Last summer, Vilna’s Great Synagogue was once again in the news. Built in the 1600s, partially destroyed by the Nazis during World War II, and razed to the ground by the Soviets – who built a school on the site – the synagogue’s remains were identified by a team of Israeli, American and Lithuanian archeologists using ground-penetrating radar.
Yet Vilna itself has never fallen off the Jewish people’s radar map. Although the buildings of its famous Shulhoyf (synagogue courtyard) may have been destroyed, the Torah learning that made the city famous lives on in the famed Lithuanian-style yeshivos, the Vilna Shas, and the stories about the city’s most famous resident, the Vilna Gaon.
A Mother City in Israel
When Napoleon conquered Vilna in 1812, on his way to wage war with the Russian Empire, he is reputed to have visited the Great Synagogue and surrounding Shulhoyf. Deeply impressed by what he saw, he promptly dubbed Vilna “the Jerusalem of Lithuania.” But long before the nineteenth century, Vilna was known by another name: a “Mother City in Israel.”
The precise term, ir va’em be’yisrael (“a city and mother in Israel”), is first found in Shmuel Beit 20:19. Technically the term can be used for any metropolis (“mother city” in Greek) that serves as a focal point or administrative center for the surrounding area. In Jewish lore, the term is traditionally used for those cities that were great not only in size, but also in spiritual stature thanks to their Torah leaders and communal institutions – and Vilna was certainly such a city.
Jews first came to Vilna toward the end of the fifteenth century, when they received a less than warm welcome by the local populace.
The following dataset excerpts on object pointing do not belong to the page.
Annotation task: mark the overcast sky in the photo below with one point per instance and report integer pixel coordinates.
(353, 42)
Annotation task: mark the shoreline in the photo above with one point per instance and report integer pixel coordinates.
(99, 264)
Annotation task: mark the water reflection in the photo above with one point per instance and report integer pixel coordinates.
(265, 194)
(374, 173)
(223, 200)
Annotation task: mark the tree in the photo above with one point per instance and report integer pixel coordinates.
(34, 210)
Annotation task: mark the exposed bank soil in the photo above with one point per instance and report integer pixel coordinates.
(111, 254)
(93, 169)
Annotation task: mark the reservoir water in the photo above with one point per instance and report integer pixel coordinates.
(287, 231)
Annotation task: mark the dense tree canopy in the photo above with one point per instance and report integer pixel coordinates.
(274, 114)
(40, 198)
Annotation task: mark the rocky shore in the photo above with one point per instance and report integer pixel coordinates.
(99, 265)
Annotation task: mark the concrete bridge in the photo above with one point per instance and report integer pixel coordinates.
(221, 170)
The community’s first shul, a wooden structure, was burnt down during anti-Jewish riots in 1592 – along with Jewish-owned shops and homes – but the land where it stood marked the spot where later shuls would be built.
During the early 1600s, Vilna’s Jews enjoyed a period of calm and prosperity. The city became the regional hub for the surrounding Jewish communities and was responsible for matters pertaining to taxation and law. It’s estimated that one fifth of the city’s 15,000 residents were Jews. But this respite from turmoil was short-lived. During the Chmielnicki Revolt against the Polish rulers, Vilna’s Jewish Quarter was burned to the ground. Jews who didn’t flee were murdered. Even after the Polish-Lithuanian Kingdom was up and running again, life was difficult. The area continued to be the scene of bitter warfare between various European powers, while hunger and plague were rampant.
Things took a turn for the better when Poland was divided in the late 1700s and Vilna was annexed to the Russian Empire. During the years that followed, Jewish merchants and artisans accounted for 80 percent of Vilna’s commerce. But because competition was fierce, profits were low and most of the Jews remained poor.
Yet the poverty, which continued throughout the centuries that followed, didn’t stop Vilna’s Jews from creating an astounding number of communal charitable organizations, which were supervised by the Tzedakah Gedolah (Great Charity Fund). In addition to traditional charities to assist the poor, the elderly and the sick, a host of new mutual aid associations sprang into existence after World War I, such as the Association for the Jewish War Disabled and the Association for Jewish Orphans, which gave financial and vocational support to the hundreds of orphans who were living in institutions or with private families.
Perhaps one of the most famous institutions of all during those poverty-stricken days was the “Inexpensive Restaurant.” Founded in 1881, by 1935 this soup kitchen was serving some 150,000 meals a year in its dining room that could seat 700 people. About a quarter of the meals were handed out for free, while the rest were provided at a minimal charge.